To avoid suspicion, he has to maintain the fiction that Mitchell is still alive by corresponding with Mitchell's widow Celia (Rachel Kempson). Prior to the war, Mitchell had abandoned his wife and their two children, but the letters rekindle Celia's love.
After their escape tunnel is discovered, the prisoners resign themselves to a long stay. In 1944, when Herr Forster (Karel Stepanek), who ran Dachau during Hasek's stay, visits the camp, Hasek fears he may be unmasked. The official compliments him on his nearly perfect German and seems to recognise him, but cannot quite place him.

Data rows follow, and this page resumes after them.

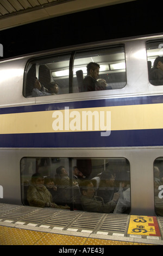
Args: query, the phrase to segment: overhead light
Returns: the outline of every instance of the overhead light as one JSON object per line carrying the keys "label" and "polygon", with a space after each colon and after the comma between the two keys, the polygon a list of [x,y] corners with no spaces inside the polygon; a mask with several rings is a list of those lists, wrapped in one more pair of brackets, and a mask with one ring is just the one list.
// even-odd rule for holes
{"label": "overhead light", "polygon": [[[74,68],[73,69],[73,75],[76,75],[76,72],[78,70],[83,70],[83,74],[86,75],[87,70],[86,66]],[[109,70],[108,65],[100,65],[99,72],[104,71],[108,71]],[[65,69],[64,70],[60,70],[58,71],[52,72],[52,76],[53,77],[61,77],[63,76],[68,76],[69,75],[69,69]]]}

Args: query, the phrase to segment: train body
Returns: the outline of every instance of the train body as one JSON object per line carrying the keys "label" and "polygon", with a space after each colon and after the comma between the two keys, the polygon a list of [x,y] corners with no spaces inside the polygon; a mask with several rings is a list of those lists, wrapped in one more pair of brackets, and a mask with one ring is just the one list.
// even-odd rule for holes
{"label": "train body", "polygon": [[[72,177],[77,166],[97,191],[104,171],[118,189],[125,184],[124,212],[162,216],[162,188],[154,184],[163,172],[163,82],[151,80],[149,69],[162,45],[163,35],[152,35],[1,61],[0,203],[28,205],[26,186],[34,173],[54,179],[63,166]],[[90,62],[100,65],[105,88],[83,90]],[[43,96],[33,96],[35,77]],[[52,82],[59,93],[46,94]]]}

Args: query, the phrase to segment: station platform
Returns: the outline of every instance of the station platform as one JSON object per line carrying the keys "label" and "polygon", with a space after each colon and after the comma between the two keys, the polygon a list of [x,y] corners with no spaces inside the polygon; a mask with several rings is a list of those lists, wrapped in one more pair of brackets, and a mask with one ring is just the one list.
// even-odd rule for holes
{"label": "station platform", "polygon": [[93,248],[104,254],[108,245],[163,245],[162,223],[156,216],[0,204],[0,245],[58,245],[59,253],[68,252],[62,251],[67,246],[82,246],[80,253]]}

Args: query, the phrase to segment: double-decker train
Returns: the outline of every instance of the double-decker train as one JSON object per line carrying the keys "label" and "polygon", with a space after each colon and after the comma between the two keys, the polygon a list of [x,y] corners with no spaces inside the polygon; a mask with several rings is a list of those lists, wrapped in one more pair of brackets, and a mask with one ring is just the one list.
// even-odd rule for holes
{"label": "double-decker train", "polygon": [[[102,174],[111,173],[114,185],[103,189],[121,194],[111,212],[162,216],[163,80],[158,85],[151,75],[162,56],[163,35],[156,34],[2,60],[0,203],[30,205],[28,190],[39,173],[54,181],[55,203],[86,211],[76,204],[76,167],[79,185],[91,180],[96,196]],[[90,63],[99,65],[101,87],[89,91]],[[70,178],[68,202],[56,180],[61,166]]]}

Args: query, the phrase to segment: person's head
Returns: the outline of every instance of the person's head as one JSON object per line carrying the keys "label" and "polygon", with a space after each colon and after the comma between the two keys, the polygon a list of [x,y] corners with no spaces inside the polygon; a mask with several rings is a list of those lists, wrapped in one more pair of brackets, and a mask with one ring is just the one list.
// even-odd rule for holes
{"label": "person's head", "polygon": [[79,175],[79,169],[78,168],[78,167],[77,166],[74,166],[73,167],[73,174],[76,176],[78,176]]}
{"label": "person's head", "polygon": [[100,84],[102,90],[105,90],[107,86],[106,82],[104,79],[98,79],[97,82]]}
{"label": "person's head", "polygon": [[86,197],[92,198],[95,194],[93,185],[91,180],[85,180],[80,185],[82,194]]}
{"label": "person's head", "polygon": [[58,167],[56,169],[56,173],[60,176],[67,176],[67,172],[63,166]]}
{"label": "person's head", "polygon": [[40,90],[41,88],[41,84],[40,83],[39,80],[38,80],[37,77],[36,77],[35,78],[34,87],[34,88],[38,89],[39,90]]}
{"label": "person's head", "polygon": [[90,62],[86,66],[87,74],[97,80],[99,75],[99,65],[98,63]]}
{"label": "person's head", "polygon": [[34,173],[31,178],[31,182],[33,184],[42,187],[44,184],[44,179],[40,173]]}
{"label": "person's head", "polygon": [[158,56],[154,60],[153,63],[154,68],[156,68],[163,71],[163,56]]}
{"label": "person's head", "polygon": [[51,93],[55,93],[57,94],[59,92],[59,87],[57,83],[55,82],[52,82],[48,84],[48,90]]}
{"label": "person's head", "polygon": [[114,187],[115,178],[111,172],[109,170],[103,171],[100,177],[101,183],[107,186]]}
{"label": "person's head", "polygon": [[46,177],[44,179],[44,185],[46,187],[52,188],[54,186],[54,181],[50,177]]}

Hasek is sure time is running out; it is announced that some prisoners are to be repatriated, but when he goes for his medical examination to see if he qualifies, he is turned away. A plan is devised to save him (without his knowledge). Private Mathews (Jimmy Hanley), a burglar in civilian life, breaks into the Kommandant's office late at night with two other men. They find the list of those to be repatriated and replace Mathews' own name with Mitchell's. On the way back to the barracks, Mathews is attacked by a guard dog and rescued by Hasek. The plan works, and Hasek is "returned" to Britain.